How to determine whether critical points (of the lagrangian function) are minima or maxima?

Question

$f(x,y) = 2x+y$ subject to $g(x,y)=x^2+y^2-1=0$. The Lagrangian function is given by

$$ \mathcal{L}(x,y,\lambda)=2x+y+\lambda(x^2+y^2-1), $$

with corresponding

$$ \nabla \mathcal{L}(x,y,\lambda)= \begin{bmatrix} 2 + 2\lambda x \\ 1+2\lambda y \\ x^2+y^2-1 \end{bmatrix}. $$

From the latter we can see that $x=\frac{-1}{\lambda}$ and $y=\frac{-1}{2\lambda}$, which we can substitute into $x^2+y^2=1$ to obtain $\lambda = \pm\sqrt{\frac{5}{4}}$. Meaning that $x = \pm \dfrac{2}{\sqrt{5}}$ and $y= \pm \dfrac{1}{\sqrt{5}}$. We find the critical points $(\frac{2}{\sqrt{5}}, \frac{1}{\sqrt{5}})$ and $(\frac{-2}{\sqrt{5}}, \frac{-1}{\sqrt{5}})$.

I am confused on how I should proceed to check wether these points or minima or maxima? I know the Hessian is involved, but which one?

Answer 1

In general when optimizing $f(x)$ subject to $g(x)=0$, you solve the problem $\nabla f(x)=\lambda \nabla g(x)$ and the critical points can be checked by the bordered Hessian matrix:

$$H=\begin{pmatrix} 0 & g_x & g_y\\ g_x & f_{xx}+\lambda g_{xx} & f_{xy}+\lambda g_{xy}\\ g_y & f_{yx}+\lambda g_{yx} & f_{yy}+\lambda g_{yy} \end{pmatrix}.$$

Define $h:=\det(H)$. If $h>0$ at the critical point, you're at a maximum and if $h<0$ you're at a minimum.
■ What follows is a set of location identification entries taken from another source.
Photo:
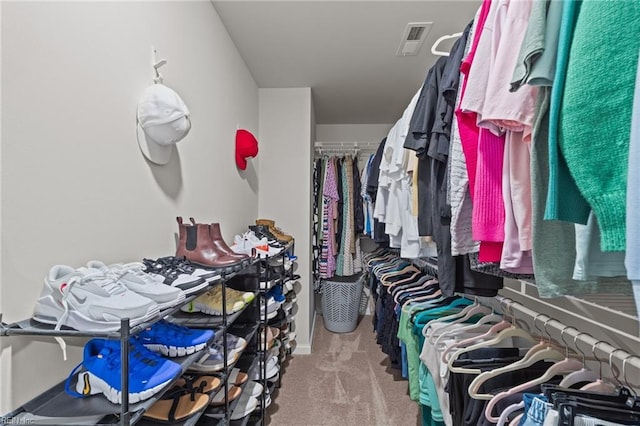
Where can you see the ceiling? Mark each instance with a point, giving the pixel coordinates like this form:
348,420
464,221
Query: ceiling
344,50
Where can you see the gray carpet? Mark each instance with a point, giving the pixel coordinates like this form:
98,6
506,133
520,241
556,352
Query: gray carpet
345,381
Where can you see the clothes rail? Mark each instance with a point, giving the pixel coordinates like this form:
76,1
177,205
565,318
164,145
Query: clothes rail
627,362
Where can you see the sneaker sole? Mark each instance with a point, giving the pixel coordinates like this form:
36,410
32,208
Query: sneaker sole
171,303
192,307
213,368
90,384
188,288
173,351
76,320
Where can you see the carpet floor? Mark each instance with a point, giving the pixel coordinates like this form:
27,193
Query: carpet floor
345,381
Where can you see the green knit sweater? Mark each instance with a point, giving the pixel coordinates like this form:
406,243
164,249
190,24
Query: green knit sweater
596,109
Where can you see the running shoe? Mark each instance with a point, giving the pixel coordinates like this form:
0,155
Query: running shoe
174,340
148,372
132,275
89,300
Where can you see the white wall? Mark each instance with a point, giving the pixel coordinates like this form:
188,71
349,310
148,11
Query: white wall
75,186
286,135
352,132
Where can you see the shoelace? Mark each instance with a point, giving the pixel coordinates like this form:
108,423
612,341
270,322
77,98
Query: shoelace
140,359
170,330
156,267
74,278
104,281
134,268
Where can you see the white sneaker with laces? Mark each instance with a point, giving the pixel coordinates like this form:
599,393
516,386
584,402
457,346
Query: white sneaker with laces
247,242
88,300
132,275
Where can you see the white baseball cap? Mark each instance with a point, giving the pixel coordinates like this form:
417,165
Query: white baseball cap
163,120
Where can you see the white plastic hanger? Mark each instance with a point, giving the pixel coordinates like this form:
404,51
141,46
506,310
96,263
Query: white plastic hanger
499,332
583,374
480,327
422,284
566,365
437,52
507,333
462,316
599,385
156,64
543,351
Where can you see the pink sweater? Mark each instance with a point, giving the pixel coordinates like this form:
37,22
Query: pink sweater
483,151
Equivalently, you can replace all instances of $g$ in the above Hessian with $-g$ so that the derivatives in the bottom right square become those of $f-\lambda g$. Indeed, consider expanding $f-\lambda g$ around each critical point taking into account that you are moving along $g$.

Answer 2

You've done the hard part. Now check the values of $f(x,y)$ at the two points $(x,y) = (\pm 2/\sqrt{5}, \pm 1/\sqrt{5})$. Since $$f(\pm 2/\sqrt{5}, \pm 1/\sqrt{5}) = 2(\pm2/\sqrt5) \pm1/\sqrt5 = \pm\sqrt{5},$$ you can conclude that $f$ is maximized at $(2/\sqrt5,1/\sqrt5)$ and minimized at $(-2/\sqrt5,-1/\sqrt5)$.
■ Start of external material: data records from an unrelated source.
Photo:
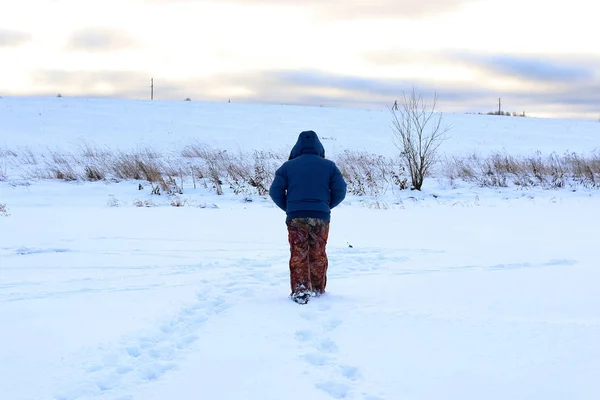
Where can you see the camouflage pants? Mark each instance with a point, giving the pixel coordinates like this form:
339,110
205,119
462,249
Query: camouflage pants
308,259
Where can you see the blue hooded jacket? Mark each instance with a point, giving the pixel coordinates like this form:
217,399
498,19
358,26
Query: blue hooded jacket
308,185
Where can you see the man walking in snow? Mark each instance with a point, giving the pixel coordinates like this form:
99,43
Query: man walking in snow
307,187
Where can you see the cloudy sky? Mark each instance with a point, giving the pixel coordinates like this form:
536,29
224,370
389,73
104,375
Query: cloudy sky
539,56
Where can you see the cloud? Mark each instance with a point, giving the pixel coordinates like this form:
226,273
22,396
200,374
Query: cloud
100,39
312,87
541,69
344,9
107,83
10,38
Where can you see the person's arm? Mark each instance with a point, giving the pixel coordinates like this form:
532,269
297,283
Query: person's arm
337,187
278,188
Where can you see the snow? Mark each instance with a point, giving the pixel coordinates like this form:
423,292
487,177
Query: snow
476,293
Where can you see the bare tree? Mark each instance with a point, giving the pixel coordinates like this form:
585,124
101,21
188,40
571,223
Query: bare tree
418,133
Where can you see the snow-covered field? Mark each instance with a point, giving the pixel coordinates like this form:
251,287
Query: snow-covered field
469,294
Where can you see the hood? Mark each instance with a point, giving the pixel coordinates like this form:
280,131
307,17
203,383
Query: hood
308,143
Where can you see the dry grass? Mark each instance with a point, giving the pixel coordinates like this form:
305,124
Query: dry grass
502,170
250,173
370,174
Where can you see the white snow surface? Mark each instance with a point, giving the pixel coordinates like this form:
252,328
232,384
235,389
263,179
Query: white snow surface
471,294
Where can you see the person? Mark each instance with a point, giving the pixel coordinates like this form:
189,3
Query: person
307,187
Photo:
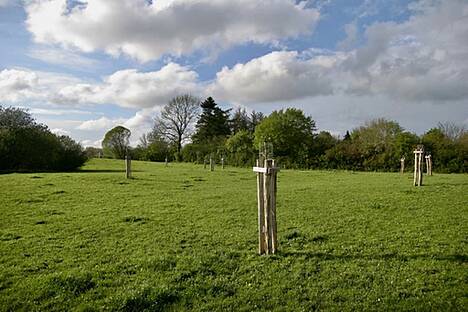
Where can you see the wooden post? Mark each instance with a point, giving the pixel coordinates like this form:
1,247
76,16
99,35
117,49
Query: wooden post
430,164
128,167
261,211
266,194
418,167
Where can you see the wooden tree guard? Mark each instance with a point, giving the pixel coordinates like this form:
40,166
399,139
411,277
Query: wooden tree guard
418,166
428,164
128,167
266,195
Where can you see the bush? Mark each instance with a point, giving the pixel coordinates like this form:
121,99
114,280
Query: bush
27,146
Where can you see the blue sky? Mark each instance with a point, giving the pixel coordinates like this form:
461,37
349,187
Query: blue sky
82,69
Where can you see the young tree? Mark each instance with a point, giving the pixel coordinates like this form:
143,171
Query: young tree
291,133
213,124
241,149
176,119
116,142
255,119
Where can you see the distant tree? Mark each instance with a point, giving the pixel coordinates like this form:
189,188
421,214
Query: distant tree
158,149
116,142
28,145
347,136
290,132
213,124
240,149
93,152
451,130
321,143
240,121
71,155
255,119
376,142
176,119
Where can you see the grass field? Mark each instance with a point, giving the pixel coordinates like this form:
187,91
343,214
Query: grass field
180,238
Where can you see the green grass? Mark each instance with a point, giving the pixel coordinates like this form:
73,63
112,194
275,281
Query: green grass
181,238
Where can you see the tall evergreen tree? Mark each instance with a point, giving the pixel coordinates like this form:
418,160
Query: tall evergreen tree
240,121
213,123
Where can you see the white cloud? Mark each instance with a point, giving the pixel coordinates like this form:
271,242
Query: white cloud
278,76
422,59
16,84
102,123
63,57
130,88
125,88
176,27
5,3
60,131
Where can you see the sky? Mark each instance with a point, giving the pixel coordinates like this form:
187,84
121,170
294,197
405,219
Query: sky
83,67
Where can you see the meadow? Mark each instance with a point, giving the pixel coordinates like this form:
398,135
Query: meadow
184,238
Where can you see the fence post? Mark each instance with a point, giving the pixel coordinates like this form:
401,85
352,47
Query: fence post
261,211
128,167
211,164
430,164
418,174
266,195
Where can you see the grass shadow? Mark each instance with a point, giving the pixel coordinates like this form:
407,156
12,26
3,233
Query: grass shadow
459,258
Edit: To clarify, the reason this is enough to make the above conclusion is that the constraint space $x^2 + y^2 = 1$ is a closed curve and $f$ is continuous. Therefore $f$ attains a maximum and minimum on this space, and you can conclude they are the points you solved for using Lagrange multipliers. Since you only found two points, the function $f$ must be maximized at one and minimized at the other. The above work checks which is which.

In general, you need to use a Hessian matrix to determine where you have extrema.

Answer 3

Fortunately $\{x^2+y^2-1=0\}$ is compact and $f$ continuous thus $f$ must have a min and max. Just compare the values of $f$ at the critical values. In this case the Hessian is not needed.